XXII.

Le 25 décembre.

«Voilà Noël, belle fête, celle que j'aime le plus, qui me porte autant de joie qu'aux bergers de Bethléhem. Vraiment, toute l'âme chante à la belle venue de Dieu, qui s'annonce de tous côtés par des cantiques et par le joli carillon.

«Rien à Paris ne donne l'idée de ce que c'est que Noël. Vous n'avez même pas la messe de minuit.

«Nous y allâmes tous, papa en tête, par une nuit ravissante. Jamais plus beau ciel que celui de minuit, si bien que papa sortait de temps en temps la tête de dessous son manteau pour regarder en haut. La terre était blanche de givre, mais nous n'avions pas froid; l'air d'ailleurs était réchauffé devant nous par des fagots d'allumettes que nos domestiques portaient pour nous éclairer. C'était charmant, je t'assure, et je t'aurais voulu voir là cheminant comme nous vers l'église, dans ces chemins bordés de petits buissons blancs comme s'ils étaient fleuris. Le givre fait de belles fleurs. Nous en vîmes un brin si joli que nous en voulions faire un bouquet au saint Sacrement, mais il fondit dans nos mains: toute fleur dure peu. Je regrettai fort mon bouquet: c'était triste de le voir fondre et diminuer goutte à goutte.

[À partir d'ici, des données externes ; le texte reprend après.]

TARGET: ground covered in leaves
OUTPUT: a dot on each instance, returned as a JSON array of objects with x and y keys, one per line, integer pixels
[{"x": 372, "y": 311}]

«Je couchai au presbytère; la bonne sœur du curé me retint, me prépara un excellent réveillon de lait chaud. Papa et Mimi vinrent se chauffer ici, au grand feu de la bûche de Noël.

«Depuis il est venu du froid, du brouillard, toutes choses qui assombrissent le ciel et l'âme. Aujourd'hui que voilà le soleil, je reprends vie et m'épanouis comme la pimprenelle, cette jolie petite fleur qui ne s'ouvre qu'au soleil.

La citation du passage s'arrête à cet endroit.